Mathematical modeling has been used to explain biological systems for centuries, going back to work such as that of Thomas Malthus (1798) on the growth of populations, Daniel Bernouilli (1760) on smallpox vaccination and arguably Fibonacci (Leonardo of Pisa, 1202) on the well-known rabbit problem. Modern mathematical biology has been an ongoing scientific endeavor since the end of the nineteenth century, growing out of the work of individuals such as P.D. En’ko in epidemiology, D’Arcy Wentworth Thompson in change in biological organisms, and G. Stokes in fluid flows, and the technical developments of the late twentieth century have placed it in the forefront of scientific research.
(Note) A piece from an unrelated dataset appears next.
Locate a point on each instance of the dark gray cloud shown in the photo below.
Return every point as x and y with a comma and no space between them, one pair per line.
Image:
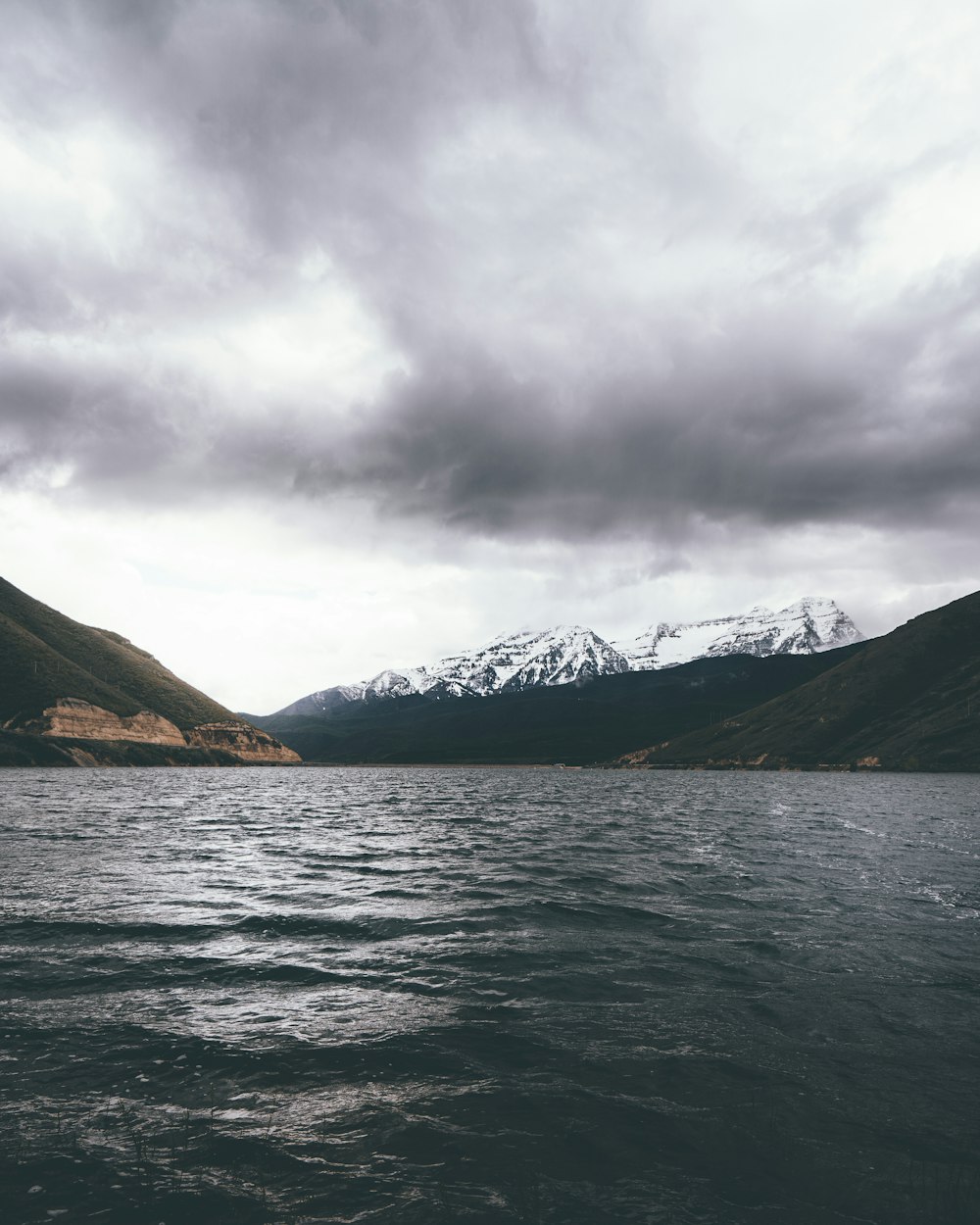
597,323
The use of theoretical models to describe and predict the behavior of biological systems is especially useful today in examining large-scale questions where controlled experiments are either impossible or unethical to carry out — the effects of large-scale alterations in environmental conditions on local ecology, or of slight decreases in efficiency of certain disease control measures. Even in situations where some experimental data is available, mathematical models may validate existing theories or provide new insights by describing the mechanisms through which biological processes occur, taking in a whole spectrum of possible measurements in a single step. More specifically, one might use modeling

• to predict unknown behavior (such as intervention effects) based on given factors,

• to generate virtual experiments that inform general biological theory, • to account for observed behavior as simply as possible, • to compare competing hypotheses — which better accounts for observed results?